Thursday, April 20, 2006

The George 'I'm the Decider' Bush Scorecard

Josh Marshall poses an interesting question over at Talking Points Memo:

Can you think of any policy decision or action President Bush has taken in his five-plus years in office that didn't enjoy its greatest popularity on day one and then become more or less consistently less popular over time?

Hmm, let's see. The War on Terror. Yup. War in Iraq. Yup. Tax cuts for the rich. Yup. Social Security "reform." Yup. No Child Left Behind education plan. Yup. Medicare prescription drug "reform." Yup. A constitutional amendment barring gay marriage. Yup.

Oh, wait! There is one action for which he has been praised since Day One: The national no-call telephone list. Yippee!

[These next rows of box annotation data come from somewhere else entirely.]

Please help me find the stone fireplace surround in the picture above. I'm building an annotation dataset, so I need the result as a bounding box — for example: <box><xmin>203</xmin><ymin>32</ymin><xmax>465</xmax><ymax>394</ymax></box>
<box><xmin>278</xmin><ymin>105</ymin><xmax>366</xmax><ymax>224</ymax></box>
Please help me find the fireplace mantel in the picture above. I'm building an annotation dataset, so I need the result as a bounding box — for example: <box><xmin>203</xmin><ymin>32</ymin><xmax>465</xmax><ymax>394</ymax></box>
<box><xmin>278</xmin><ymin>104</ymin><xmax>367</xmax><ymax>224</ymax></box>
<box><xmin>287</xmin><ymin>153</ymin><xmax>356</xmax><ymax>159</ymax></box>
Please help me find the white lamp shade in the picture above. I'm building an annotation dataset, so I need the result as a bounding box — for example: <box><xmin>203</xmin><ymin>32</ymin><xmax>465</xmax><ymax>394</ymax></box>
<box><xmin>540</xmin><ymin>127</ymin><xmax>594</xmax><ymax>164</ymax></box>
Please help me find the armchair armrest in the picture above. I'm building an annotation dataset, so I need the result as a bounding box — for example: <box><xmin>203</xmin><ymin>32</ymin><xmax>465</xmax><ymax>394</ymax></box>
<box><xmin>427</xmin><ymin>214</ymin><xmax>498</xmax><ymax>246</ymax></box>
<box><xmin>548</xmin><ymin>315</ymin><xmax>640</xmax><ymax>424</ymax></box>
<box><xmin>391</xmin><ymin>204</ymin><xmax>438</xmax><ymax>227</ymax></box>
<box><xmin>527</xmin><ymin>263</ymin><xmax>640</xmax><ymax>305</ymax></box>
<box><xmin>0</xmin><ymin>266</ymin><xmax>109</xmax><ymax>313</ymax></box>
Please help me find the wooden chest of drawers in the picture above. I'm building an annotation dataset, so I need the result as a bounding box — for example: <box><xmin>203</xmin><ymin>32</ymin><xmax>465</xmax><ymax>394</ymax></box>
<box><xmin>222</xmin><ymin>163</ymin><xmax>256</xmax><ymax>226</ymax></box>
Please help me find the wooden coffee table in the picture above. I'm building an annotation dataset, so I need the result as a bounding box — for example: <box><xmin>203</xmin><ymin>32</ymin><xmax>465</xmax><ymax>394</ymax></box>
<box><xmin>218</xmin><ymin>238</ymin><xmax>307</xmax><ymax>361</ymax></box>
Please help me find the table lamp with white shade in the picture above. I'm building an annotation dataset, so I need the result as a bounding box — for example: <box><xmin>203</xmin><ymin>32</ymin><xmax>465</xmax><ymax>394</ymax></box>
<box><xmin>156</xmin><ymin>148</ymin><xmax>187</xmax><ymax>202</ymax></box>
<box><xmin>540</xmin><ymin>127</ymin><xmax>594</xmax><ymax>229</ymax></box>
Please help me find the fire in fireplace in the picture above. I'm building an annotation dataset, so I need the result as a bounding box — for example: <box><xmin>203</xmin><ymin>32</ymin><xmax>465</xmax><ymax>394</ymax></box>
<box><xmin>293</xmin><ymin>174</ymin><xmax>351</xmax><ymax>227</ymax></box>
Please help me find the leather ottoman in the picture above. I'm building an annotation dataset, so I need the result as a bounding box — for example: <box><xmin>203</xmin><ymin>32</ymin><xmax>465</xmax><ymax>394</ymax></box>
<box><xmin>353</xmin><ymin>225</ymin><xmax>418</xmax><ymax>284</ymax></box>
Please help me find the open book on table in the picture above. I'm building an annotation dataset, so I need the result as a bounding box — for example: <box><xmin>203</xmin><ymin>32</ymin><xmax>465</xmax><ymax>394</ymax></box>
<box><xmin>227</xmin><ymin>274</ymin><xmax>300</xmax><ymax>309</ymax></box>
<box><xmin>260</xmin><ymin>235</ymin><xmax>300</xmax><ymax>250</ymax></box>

Conversely, has there been any Bush policy decision or action that was unpopular but has grown in popularity?

Nope.

What to make of this? That Bush, as more and more people are saying, may indeed go down in history as one of the worst presidents ever.

HOW LOW CAN HE GO?

Yikes! Bush has hit a new low with only a 33 percent approval rating in the latest Fox News Poll, which has typically tracked his approval numbers higher than most other public-opinion polls.

The reason: Shrinking support among Republicans.

Bush's slide in the Fox poll has been precipitous. He was at 47 percent this time last year, at 39 percent in mid-March and 36 percent two weeks ago.

2 comments:

Mr. K. said...

What I find most interesting is how bleakly the views on the economy are. I think the middle class is feeling squeezed from all sides, health care, rising interest rates, unaffordable housing, gas prices, eroding pensions. It's pretty clear that this administration's economic handouts have largely gone to the already well-off. The jig is up. After all truly rich Americans (I don't consider "owning" an "expensive" house when you still have a mortgage) are the minority of the population.

Shaun Mullen said...

You've hit a bit nail right on the head, Mr. K.

Although I plan to blog on this in the near future, there is a basic disconnect between some of the core economic numbers like the unemployment rate, which seem to be pretty good, and the fact that more and more Americans feel pinched, are sinking deeper into debt and no longer believe that their government is charting a sane economic course.

The core indicators don't convey things like the widening disparity between the rich and poor, while the unemployment numbers do not include the people whose benefits have run out and have given up looking for work.

We live in grim economic times and things will only get worse.